LNA-containing oligonucleotides bind DNA more tightly than standard DNA, so they can interact with targeted sequences and affect multiple processes. When a desired DNA is present at low concentrations relative to nearly identical undesired DNAs, LNAs can block amplification of unwanted DNAs. Using a short rAAV and synthetic DNA sequence as a model, we studied the length, number, and positioning of LNA bases to improve blocker effectiveness. Oligonucleotides 18–24 bases long with LNAs at every other position were most effective. Highly degenerate targets were used to characterize the impact of mismatches on blocking. Mismatches at LNA ends had little impact on blocking activity. Single and double mismatches were tolerated with longer blockers, especially if the mismatches were near LNA ends. Shorter LNAs were more selective, with > 1 mismatch preventing effective blocking. Neither the strand to which a blocker bound nor the distance between the blocker and priming sites greatly impacted blocking efficiency. We used these findings to design blockers of wild-type DNA versus the single-base A1AT PiZ allele. Blockers are most specific when the mismatch is located away from the LNA 5′ end. Pairs of partially overlapping blockers on opposite strands with a centrally-located mismatch have maximal activity and specificity.

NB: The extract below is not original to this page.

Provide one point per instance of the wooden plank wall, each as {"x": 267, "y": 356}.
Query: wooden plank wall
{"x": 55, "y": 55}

含有 LNA 的寡核苷酸比标准 DNA 更紧密地结合 DNA，因此它们可以与目标序列相互作用并影响多个过程。当所需的 DNA 相对于几乎相同的不需要的 DNA 以低浓度存在时，LNA 可以阻止不需要的 DNA 的扩增。我们使用短 rAAV 和合成 DNA 序列作为模型，研究了 LNA 碱基的长度、数量和定位，以提高阻断剂的有效性。18-24 个碱基长的寡核苷酸在每个其他位置都有 LNA 是最有效的。高度退化的目标被用来描述不匹配对阻塞的影响。LNA 末端的不匹配对阻断活动几乎没有影响。较长的阻滞剂可以容忍单错配和双错配，尤其是当错配靠近 LNA 末端时。较短的 LNA 更具选择性，具有 > 1 不匹配阻止有效阻塞。阻断剂结合的链以及阻断剂和启动位点之间的距离都不会显着影响阻断效率。我们使用这些发现来设计野生型 DNA 与单碱基的阻断剂A1AT PiZ 等位基因。当错配位于远离 LNA 5' 端时，阻滞剂最为特异。位于中心位置的错配的相反链上的成对部分重叠的阻断剂具有最大的活性和特异性。